A favorite settlement for barnacle larvae is the shell or skin around the neck of sea turtles. The larvae glue themselves to the chosen spot, a thin layer of flesh is wrapped around them and a shell is secreted. Many species of barnacles can settle on any substrate, however some species of barnacles have an obligatory commensal relationship with specific animals, which makes finding a suitable location harder. Around 29 species of "turtle barnacles" have been recorded. However it is not solely on sea turtles that barnacles can be found; other organisms also serve as a barnacle's settlements. These organisms include mollusks, whales, decapod crustaceans, manatees and several other groups related to these species.
Sea turtle shells are an ideal habitat for adult barnacles for three reasons. Sea turtles tend to live long lives, greater than 70 years, so barnacles do not have to worry about host death. However, mortality in sea turtle barnacles is often driven by their host shedding the scutes on which the barnacle is attached, rather than the death of the sea turtle itself. Secondly, barnacles are suspension feeders.
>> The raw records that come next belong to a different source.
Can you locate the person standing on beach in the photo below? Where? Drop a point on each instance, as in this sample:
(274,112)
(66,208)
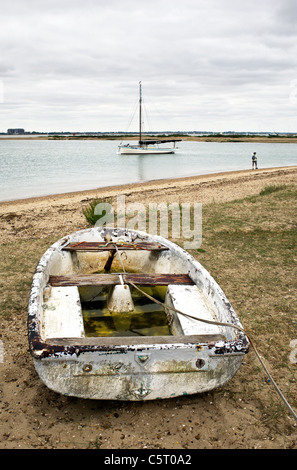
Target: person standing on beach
(254,161)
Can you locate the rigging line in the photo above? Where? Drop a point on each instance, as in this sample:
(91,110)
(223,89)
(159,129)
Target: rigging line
(232,326)
(135,106)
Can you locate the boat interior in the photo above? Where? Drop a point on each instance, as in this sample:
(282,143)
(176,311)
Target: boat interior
(124,291)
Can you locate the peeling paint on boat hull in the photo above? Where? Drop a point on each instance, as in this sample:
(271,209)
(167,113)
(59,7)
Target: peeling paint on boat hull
(112,376)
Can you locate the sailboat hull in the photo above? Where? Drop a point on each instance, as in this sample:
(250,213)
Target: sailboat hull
(143,150)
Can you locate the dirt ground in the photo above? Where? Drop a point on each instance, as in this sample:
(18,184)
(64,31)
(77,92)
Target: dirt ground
(33,416)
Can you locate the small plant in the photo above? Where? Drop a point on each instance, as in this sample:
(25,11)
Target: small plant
(88,211)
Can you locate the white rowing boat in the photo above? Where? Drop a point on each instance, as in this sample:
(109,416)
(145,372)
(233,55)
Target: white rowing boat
(129,361)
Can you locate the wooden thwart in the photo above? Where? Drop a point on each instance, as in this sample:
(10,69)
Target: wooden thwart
(101,246)
(134,340)
(114,279)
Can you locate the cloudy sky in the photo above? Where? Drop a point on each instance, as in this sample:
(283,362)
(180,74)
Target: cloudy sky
(217,65)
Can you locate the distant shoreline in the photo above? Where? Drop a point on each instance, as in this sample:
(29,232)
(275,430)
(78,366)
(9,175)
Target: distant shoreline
(207,138)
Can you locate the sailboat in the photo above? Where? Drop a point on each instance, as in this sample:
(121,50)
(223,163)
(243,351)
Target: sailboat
(146,146)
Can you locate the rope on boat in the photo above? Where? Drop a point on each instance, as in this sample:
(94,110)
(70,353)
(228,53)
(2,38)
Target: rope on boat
(220,324)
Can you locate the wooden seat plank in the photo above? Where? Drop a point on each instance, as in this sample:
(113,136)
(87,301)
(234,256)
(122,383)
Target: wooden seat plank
(101,246)
(113,279)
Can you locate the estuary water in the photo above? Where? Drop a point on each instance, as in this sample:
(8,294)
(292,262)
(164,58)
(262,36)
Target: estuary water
(30,168)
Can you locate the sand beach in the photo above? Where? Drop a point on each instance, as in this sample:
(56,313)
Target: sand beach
(238,416)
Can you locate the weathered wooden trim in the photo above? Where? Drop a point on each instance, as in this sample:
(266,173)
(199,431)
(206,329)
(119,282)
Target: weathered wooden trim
(134,340)
(101,246)
(114,279)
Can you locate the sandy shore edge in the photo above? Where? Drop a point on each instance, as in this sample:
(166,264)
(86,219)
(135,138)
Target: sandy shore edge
(158,189)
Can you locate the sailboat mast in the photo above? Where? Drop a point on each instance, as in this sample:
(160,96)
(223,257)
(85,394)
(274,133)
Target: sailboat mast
(140,117)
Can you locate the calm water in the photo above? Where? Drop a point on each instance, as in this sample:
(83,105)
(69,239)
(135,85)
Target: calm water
(36,168)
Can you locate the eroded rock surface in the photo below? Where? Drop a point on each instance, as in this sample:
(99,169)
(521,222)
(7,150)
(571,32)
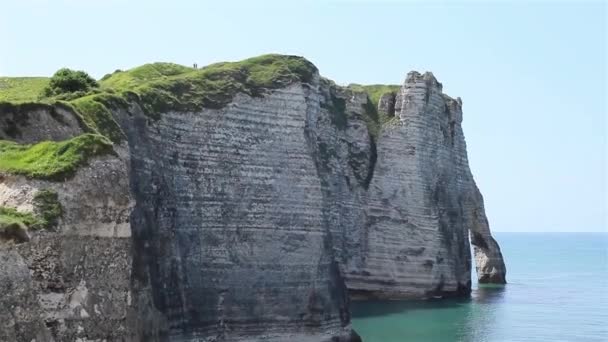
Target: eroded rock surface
(251,222)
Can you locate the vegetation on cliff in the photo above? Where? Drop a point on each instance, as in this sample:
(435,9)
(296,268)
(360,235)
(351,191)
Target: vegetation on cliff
(163,87)
(14,224)
(375,91)
(69,81)
(22,89)
(47,207)
(49,159)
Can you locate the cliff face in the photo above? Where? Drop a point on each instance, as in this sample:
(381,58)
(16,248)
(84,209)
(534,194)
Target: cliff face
(255,219)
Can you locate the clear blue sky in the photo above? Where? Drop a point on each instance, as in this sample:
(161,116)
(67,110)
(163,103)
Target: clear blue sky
(532,75)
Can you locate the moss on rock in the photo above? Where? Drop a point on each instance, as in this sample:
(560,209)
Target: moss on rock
(47,207)
(49,159)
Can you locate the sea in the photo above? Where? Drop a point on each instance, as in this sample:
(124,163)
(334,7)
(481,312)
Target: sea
(557,291)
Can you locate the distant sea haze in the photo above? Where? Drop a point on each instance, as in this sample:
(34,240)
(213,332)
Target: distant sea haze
(557,291)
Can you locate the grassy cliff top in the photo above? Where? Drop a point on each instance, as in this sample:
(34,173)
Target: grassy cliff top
(375,91)
(21,89)
(49,159)
(162,87)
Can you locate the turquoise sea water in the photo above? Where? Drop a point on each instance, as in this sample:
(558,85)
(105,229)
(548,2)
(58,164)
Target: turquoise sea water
(557,291)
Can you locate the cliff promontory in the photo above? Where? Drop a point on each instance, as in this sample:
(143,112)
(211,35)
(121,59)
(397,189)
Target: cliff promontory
(242,201)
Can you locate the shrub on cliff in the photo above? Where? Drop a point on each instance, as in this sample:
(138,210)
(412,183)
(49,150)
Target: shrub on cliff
(66,81)
(53,160)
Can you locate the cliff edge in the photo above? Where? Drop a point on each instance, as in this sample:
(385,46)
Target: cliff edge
(242,201)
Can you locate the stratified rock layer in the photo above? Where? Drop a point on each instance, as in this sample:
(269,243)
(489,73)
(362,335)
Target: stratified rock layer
(247,223)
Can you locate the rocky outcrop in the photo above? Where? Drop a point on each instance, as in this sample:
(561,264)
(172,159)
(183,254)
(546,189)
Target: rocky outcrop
(34,122)
(422,203)
(255,220)
(71,283)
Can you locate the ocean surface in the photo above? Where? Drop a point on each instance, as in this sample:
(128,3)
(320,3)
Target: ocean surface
(557,291)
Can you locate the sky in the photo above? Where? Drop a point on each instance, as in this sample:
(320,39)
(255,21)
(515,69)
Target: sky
(532,74)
Sea turtles spend most of their lives swimming and following ocean currents and as water runs along the back of the sea turtle's shell it passes over the barnacles, providing an almost constant water flow and influx of food particles. Lastly, the long distances and inter-ocean travel these sea turtles swim throughout their lifetime offers the perfect mechanism for dispersal of barnacle larvae. Allowing the barnacle species to distribute themselves throughout global waters is a high fitness advantage of this commensalism.
This relationship, however, is not truly commensal. While the barnacles are not directly parasitic to their hosts, they have negative effects to the sea turtles on which they choose to reside. The barnacles add extra weight and drag to the sea turtle, increasing the energy it needs for swimming and affecting its ability to capture prey, with the effect increasing with the quantity of barnacles affixed to its back.